Quelles seraient conséquences de « ne pas mettre en œuvre le SMED ? Le « surinvestissement » pour augmenter la capacité de production ; L’augmentation des stocks pour maintenir le taux de service aux clients ; Le recours à des équipes spécialisées de nuit et de week-end pour effectuer les changements de série.

Dans cette démarche le rôle du consultant est de faciliter l’échange entre les différents services opérationnels, former et outiller les équipes, aider le chef de projet à animer la démarche.

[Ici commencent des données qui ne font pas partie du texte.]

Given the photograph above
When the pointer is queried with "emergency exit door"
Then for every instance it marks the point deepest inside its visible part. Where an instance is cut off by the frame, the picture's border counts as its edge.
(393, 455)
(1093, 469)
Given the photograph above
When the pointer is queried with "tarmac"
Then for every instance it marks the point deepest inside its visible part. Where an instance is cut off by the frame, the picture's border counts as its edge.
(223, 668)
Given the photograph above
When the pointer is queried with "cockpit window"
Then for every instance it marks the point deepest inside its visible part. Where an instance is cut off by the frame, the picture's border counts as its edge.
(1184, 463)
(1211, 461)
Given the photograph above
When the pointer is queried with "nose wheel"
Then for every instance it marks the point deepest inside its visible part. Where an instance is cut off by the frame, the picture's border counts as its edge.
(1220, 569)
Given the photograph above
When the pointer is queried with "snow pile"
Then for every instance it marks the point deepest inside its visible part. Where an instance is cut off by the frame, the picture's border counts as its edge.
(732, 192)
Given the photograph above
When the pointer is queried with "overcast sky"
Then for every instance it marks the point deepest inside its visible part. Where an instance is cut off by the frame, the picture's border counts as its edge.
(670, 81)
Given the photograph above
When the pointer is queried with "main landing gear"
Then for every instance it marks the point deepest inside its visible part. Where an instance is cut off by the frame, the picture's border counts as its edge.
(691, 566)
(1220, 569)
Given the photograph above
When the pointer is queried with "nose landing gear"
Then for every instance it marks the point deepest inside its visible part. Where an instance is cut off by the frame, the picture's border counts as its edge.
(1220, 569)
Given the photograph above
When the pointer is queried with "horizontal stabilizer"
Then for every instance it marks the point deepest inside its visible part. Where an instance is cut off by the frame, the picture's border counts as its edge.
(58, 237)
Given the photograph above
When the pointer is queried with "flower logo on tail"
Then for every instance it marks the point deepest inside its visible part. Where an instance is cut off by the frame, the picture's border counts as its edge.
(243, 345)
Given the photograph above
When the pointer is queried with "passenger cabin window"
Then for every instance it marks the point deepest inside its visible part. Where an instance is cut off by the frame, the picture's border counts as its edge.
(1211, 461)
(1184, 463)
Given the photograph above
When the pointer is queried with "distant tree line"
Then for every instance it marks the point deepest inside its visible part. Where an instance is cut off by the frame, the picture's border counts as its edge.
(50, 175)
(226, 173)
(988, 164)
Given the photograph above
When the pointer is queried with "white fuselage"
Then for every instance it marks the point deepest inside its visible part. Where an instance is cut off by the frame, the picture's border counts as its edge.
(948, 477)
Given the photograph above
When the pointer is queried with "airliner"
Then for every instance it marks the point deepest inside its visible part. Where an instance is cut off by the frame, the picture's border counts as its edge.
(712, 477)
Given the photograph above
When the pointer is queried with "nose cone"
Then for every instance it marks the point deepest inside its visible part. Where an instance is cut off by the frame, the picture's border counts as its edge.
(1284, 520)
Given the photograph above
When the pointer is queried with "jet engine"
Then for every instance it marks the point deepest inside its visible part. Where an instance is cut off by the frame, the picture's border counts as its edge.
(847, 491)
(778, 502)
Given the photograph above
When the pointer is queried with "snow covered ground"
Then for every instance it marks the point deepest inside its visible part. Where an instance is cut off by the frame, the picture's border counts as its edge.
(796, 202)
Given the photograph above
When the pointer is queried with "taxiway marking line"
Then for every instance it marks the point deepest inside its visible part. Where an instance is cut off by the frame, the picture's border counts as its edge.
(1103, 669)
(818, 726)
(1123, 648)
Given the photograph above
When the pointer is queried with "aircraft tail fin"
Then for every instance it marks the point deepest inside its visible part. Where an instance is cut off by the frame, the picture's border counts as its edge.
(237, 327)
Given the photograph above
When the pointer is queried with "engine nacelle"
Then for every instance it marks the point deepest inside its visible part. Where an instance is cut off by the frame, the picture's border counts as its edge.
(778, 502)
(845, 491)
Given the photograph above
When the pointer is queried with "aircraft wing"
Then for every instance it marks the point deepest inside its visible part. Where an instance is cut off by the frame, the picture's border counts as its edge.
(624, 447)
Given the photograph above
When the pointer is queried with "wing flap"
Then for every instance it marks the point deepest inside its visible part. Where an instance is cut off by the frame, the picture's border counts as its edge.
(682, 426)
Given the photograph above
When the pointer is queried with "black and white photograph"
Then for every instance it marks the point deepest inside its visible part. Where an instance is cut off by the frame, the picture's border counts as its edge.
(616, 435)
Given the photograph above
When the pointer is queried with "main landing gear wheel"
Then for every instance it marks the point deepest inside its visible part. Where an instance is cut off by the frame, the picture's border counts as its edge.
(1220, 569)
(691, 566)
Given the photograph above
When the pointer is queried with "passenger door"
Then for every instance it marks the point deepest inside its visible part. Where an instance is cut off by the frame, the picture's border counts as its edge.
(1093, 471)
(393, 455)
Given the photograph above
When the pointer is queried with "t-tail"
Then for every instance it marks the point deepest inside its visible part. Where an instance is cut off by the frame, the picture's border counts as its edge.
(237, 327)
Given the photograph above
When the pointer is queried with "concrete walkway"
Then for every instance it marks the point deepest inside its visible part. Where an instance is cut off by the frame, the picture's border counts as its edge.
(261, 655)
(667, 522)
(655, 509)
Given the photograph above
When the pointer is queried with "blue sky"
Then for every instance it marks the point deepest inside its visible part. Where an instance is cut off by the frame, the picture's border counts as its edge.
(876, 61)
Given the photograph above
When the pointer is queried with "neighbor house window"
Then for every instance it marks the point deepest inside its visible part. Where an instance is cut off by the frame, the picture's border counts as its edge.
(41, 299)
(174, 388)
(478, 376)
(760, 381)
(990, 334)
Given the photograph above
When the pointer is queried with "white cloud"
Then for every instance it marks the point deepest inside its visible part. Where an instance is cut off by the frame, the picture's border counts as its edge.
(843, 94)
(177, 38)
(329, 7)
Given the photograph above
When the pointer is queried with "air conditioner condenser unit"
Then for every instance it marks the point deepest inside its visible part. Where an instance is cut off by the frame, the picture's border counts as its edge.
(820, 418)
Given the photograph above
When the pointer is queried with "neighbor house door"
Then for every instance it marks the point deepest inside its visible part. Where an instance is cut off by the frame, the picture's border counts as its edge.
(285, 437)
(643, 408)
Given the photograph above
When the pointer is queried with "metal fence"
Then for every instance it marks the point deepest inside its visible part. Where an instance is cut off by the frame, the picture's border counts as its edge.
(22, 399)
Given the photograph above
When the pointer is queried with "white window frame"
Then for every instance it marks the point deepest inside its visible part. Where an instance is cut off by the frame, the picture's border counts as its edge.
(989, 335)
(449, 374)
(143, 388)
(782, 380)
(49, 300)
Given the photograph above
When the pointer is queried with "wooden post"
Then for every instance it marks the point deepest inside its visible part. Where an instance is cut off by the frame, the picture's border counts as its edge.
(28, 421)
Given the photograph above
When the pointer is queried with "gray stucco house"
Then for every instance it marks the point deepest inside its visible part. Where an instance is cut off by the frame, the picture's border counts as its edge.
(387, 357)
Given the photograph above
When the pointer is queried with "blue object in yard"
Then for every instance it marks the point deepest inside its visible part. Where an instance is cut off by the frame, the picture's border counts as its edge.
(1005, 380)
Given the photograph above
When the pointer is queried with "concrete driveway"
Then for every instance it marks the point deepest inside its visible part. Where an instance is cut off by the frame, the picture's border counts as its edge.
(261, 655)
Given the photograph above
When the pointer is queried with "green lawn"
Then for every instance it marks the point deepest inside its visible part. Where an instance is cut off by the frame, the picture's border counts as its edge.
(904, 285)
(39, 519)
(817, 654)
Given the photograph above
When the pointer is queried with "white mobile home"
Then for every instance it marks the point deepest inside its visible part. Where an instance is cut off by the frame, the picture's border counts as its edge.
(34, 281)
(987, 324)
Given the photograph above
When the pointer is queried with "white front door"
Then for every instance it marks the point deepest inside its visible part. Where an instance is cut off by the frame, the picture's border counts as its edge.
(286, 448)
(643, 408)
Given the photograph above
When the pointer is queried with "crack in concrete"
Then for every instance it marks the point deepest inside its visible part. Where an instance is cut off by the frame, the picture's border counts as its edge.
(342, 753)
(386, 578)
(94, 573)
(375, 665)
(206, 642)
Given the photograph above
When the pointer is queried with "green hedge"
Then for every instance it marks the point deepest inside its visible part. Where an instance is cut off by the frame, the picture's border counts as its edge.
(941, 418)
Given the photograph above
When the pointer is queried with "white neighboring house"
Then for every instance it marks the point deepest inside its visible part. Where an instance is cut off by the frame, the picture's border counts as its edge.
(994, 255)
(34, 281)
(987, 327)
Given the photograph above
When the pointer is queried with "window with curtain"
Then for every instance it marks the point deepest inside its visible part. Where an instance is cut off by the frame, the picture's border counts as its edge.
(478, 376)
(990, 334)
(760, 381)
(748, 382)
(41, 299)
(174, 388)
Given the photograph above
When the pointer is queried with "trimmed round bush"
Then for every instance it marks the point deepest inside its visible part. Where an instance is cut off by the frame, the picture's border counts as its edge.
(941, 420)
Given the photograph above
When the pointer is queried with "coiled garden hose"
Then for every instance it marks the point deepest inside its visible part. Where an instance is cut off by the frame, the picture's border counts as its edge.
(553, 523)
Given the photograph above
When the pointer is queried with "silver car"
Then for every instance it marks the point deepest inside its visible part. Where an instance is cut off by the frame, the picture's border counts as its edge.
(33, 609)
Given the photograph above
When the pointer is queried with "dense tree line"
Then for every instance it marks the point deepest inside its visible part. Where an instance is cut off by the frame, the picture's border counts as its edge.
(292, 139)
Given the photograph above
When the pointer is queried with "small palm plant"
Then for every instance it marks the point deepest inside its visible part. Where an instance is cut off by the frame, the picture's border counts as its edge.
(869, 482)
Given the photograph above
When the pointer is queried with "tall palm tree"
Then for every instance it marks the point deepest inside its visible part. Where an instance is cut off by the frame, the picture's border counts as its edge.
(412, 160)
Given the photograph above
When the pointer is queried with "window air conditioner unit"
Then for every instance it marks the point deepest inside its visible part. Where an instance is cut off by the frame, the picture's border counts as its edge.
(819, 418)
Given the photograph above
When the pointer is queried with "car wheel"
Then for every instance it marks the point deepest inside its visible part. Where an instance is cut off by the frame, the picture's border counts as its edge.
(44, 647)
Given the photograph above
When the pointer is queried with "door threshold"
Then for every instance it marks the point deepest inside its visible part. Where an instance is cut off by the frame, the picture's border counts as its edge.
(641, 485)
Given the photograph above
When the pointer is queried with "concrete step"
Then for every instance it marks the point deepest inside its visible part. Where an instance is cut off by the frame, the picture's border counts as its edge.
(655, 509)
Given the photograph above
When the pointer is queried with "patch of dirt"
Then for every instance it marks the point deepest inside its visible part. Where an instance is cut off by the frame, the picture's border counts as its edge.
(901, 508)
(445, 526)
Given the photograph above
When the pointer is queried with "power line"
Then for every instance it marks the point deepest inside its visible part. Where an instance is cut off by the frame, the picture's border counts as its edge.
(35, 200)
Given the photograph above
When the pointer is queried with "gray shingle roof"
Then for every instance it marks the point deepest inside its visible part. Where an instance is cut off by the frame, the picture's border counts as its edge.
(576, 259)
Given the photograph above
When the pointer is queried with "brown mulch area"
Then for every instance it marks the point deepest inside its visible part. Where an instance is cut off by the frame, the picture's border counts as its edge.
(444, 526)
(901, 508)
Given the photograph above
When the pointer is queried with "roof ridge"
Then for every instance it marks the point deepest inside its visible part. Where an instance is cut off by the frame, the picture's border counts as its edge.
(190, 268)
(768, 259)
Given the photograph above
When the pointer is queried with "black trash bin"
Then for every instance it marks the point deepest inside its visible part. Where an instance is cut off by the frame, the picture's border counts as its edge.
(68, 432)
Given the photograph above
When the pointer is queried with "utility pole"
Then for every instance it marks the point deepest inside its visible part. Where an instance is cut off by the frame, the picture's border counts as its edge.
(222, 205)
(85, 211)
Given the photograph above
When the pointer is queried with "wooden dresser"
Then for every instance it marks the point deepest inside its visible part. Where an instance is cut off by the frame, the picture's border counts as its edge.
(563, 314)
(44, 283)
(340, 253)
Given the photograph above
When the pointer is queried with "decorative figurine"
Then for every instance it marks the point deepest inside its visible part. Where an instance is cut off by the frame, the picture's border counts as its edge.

Un projet SMED bien mené doit donner ses premiers résultats en moins de 6 mois.

Et la catastrophe arrive quand plus personne ne sait régler la machine !

Ce monsieur très fâché avait « mis en place » la maintenance de premier niveau … la catastrophe : 30% de TRS perdus ! Oui mais … le manque de méthode partagée entre la maintenance et la production a entraîné rapidement des dérives …

« J’ai fait mettre des points contrôle par les opérateurs et ça ne change rien au TRS. De toute façon il faut que la maintenance repasse derrière ! »

Comment les dépannages sont-ils effectués ? A partir de quels repères ? Selon quelle séquence ?

« Les mécanos n’ont pas du tout apprécié qu’on leur vole leur boulot … maintenant les comptes rendus d’intervention ne sont même plus remplis ». Dans l’urgence de la panne, du redémarrage après un changement de série, toute solution pour redémarrer au plus vite était bonne. On n’a fait pas attention aux premiers signes de dégradations. On s’est « renvoyé a balle »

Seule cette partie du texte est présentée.